We had all just gotten back from getting coffee and recapping our first day at a nearby Starbucks when Alfonso asked Adeliz, “If there was one general theme or message that she wished to convey, what would that be?”

She walked toward the wall, extending her arm and pulling down the Post-It with the words “ADELIZ – NOBEL ONE” on it. “Everyone has a purpose in life,” she tells Alfonso.

“Everyone has a reason for being here, you were meant to do something in your life.” It was then that Adeliz was reminded of Esther 4:14 that states, Perhaps you were born for such a time as this. “My identity is most important to me,” she says. “It took the Marine Corps and God to show me all of the ways in which I was stronger, that I am stronger than I always thought I was. Now I know I cannot fail, I cannot fail.”

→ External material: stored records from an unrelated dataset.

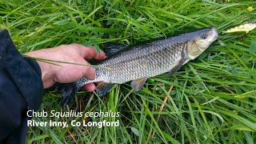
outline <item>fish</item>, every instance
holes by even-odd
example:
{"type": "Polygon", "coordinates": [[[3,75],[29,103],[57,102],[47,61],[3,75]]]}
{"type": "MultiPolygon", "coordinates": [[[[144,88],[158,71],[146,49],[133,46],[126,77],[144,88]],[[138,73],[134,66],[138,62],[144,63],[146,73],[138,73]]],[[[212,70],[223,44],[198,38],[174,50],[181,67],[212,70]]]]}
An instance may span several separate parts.
{"type": "Polygon", "coordinates": [[[62,93],[61,106],[69,104],[87,83],[100,82],[96,91],[101,96],[116,84],[130,81],[134,91],[138,91],[149,78],[167,72],[172,76],[182,66],[203,53],[218,36],[216,28],[211,26],[132,46],[109,45],[106,47],[109,56],[94,67],[95,79],[82,78],[58,87],[62,93]]]}

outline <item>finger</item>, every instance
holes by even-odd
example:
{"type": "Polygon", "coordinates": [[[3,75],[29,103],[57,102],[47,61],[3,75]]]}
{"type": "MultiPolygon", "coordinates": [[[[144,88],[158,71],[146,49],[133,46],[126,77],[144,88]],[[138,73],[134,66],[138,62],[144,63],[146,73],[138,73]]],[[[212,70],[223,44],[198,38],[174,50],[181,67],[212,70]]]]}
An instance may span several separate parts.
{"type": "MultiPolygon", "coordinates": [[[[81,59],[81,61],[83,61],[83,64],[85,65],[90,65],[89,62],[87,62],[84,59],[81,59]]],[[[82,68],[82,77],[85,77],[86,78],[90,80],[94,80],[96,78],[95,70],[94,67],[82,66],[81,68],[82,68]]]]}
{"type": "Polygon", "coordinates": [[[94,46],[84,46],[79,44],[72,44],[76,46],[78,48],[79,54],[83,58],[95,58],[101,60],[106,58],[106,54],[100,50],[100,53],[98,53],[96,48],[94,46]]]}
{"type": "Polygon", "coordinates": [[[96,90],[95,85],[94,83],[88,83],[82,87],[89,92],[93,92],[96,90]]]}

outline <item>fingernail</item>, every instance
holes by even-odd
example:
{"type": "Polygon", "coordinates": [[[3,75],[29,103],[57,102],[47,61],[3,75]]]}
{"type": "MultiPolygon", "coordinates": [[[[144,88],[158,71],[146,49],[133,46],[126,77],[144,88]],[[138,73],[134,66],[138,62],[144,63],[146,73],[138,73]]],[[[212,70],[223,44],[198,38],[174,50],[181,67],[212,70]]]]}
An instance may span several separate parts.
{"type": "Polygon", "coordinates": [[[89,78],[88,78],[89,79],[94,80],[94,79],[96,78],[95,70],[94,70],[94,69],[93,67],[90,67],[89,69],[89,73],[91,74],[89,75],[89,78]]]}

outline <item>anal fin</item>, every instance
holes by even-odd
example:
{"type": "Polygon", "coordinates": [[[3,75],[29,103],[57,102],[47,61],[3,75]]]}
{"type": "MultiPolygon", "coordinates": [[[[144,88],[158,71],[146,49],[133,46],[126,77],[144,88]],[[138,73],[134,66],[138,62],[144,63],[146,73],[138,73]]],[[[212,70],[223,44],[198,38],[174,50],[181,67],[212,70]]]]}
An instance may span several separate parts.
{"type": "Polygon", "coordinates": [[[142,88],[142,86],[145,84],[146,79],[147,79],[147,78],[143,77],[143,78],[138,78],[138,79],[133,80],[130,82],[130,86],[134,89],[135,92],[138,91],[142,88]]]}
{"type": "Polygon", "coordinates": [[[96,91],[100,96],[106,95],[116,84],[100,82],[96,86],[96,91]]]}

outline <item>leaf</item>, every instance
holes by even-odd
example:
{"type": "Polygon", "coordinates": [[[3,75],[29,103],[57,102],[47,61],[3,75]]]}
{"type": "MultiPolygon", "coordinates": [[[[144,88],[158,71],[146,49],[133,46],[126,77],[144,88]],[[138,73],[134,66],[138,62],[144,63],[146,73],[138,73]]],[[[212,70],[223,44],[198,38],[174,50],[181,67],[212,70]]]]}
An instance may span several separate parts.
{"type": "Polygon", "coordinates": [[[250,51],[256,54],[256,40],[253,40],[250,45],[250,51]]]}
{"type": "Polygon", "coordinates": [[[233,126],[230,127],[230,130],[246,130],[246,131],[251,131],[254,132],[255,130],[252,130],[251,128],[246,126],[246,125],[243,124],[237,124],[234,125],[233,126]]]}
{"type": "Polygon", "coordinates": [[[135,135],[137,135],[137,136],[140,135],[140,132],[135,127],[130,127],[130,130],[131,130],[131,131],[133,131],[135,135]]]}
{"type": "Polygon", "coordinates": [[[94,45],[94,42],[93,41],[88,41],[88,42],[84,42],[84,43],[82,43],[82,45],[83,45],[83,46],[92,46],[92,45],[94,45]]]}
{"type": "Polygon", "coordinates": [[[60,21],[60,22],[58,22],[58,23],[56,23],[56,25],[58,25],[58,26],[63,26],[63,25],[66,25],[66,24],[68,24],[69,23],[69,22],[68,21],[60,21]]]}
{"type": "Polygon", "coordinates": [[[101,52],[101,49],[99,48],[98,45],[95,44],[94,46],[95,47],[97,53],[99,54],[101,52]]]}

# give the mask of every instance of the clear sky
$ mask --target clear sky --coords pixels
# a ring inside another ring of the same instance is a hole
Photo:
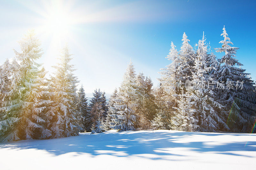
[[[256,1],[0,0],[0,64],[19,50],[17,41],[35,29],[44,54],[39,62],[49,72],[68,42],[75,73],[86,92],[112,92],[131,58],[136,72],[155,85],[171,42],[179,49],[185,32],[194,47],[203,35],[220,47],[224,25],[243,68],[256,77]],[[223,54],[216,54],[220,57]]]

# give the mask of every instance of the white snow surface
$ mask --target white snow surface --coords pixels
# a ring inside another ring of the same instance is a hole
[[[256,134],[112,130],[0,144],[3,170],[246,169],[255,160]]]

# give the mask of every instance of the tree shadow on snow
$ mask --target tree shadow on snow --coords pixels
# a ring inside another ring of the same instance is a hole
[[[86,133],[82,133],[78,136],[62,138],[25,140],[6,143],[0,144],[0,149],[35,149],[46,151],[55,156],[75,152],[77,153],[75,156],[84,153],[88,154],[92,157],[104,154],[117,157],[132,155],[153,160],[174,160],[172,158],[177,159],[177,156],[184,158],[187,156],[187,152],[182,152],[181,153],[175,151],[175,149],[179,150],[180,148],[182,151],[189,152],[212,152],[214,153],[246,157],[252,157],[229,152],[256,151],[256,140],[247,142],[231,142],[222,141],[220,139],[219,143],[212,143],[209,140],[206,140],[211,136],[221,137],[221,135],[225,136],[225,137],[227,136],[236,137],[244,135],[247,136],[248,134],[168,130],[166,132],[154,131],[154,133],[152,131],[105,132],[92,135]],[[256,135],[252,135],[256,137]],[[189,138],[192,137],[191,142],[179,141],[184,138],[189,141]],[[193,141],[193,140],[196,141]],[[176,157],[169,156],[170,156]]]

The clarity and assurance of Adeliz’s tone were inspiring. “For so long I was insecure about so many things. I struggled with the thought of God loving me but now I know that I am worth more and meant for more; that God is slowly bringing it all together.”

Struck by her firm faith and sense of self, Alfonso envisioned a design made up of distinct graphics that demonstrate not only Adeliz’s transformation but also her trust in God’s plan for whatever the future may hold. With a general theme and message in mind, the pair sat down to flesh out the design and its components. Just as life tends to, the design seemed to work its way into place.

Organized by a grid that represents God’s plan, the design begins with the abstract symbol of woman (bottom) that eventually becomes an abstract symbol of Adeliz’s rank as a Marine Staff Sergeant (middle), then leading to the symbol of a queen (top). The ascending transition of the symbols represents Adeliz’s transformation from an insecure teenager to a resilient and strong Marine to eventually becoming the confident woman she was destined to be as “the noble one.”

The symbol of the cross centers the design as God is the center of Adeliz’s life. Ultimately, the words of Esther 4:14 enclose the design just as trust in God’s plan provides her solace and strength.

While each one of us faces different challenges and hardships throughout the course of our lives, Adeliz hopes that the design will inspire you to have faith in your purpose in life, that you have a destiny just as she does, and that perhaps you too were born for such a time as this.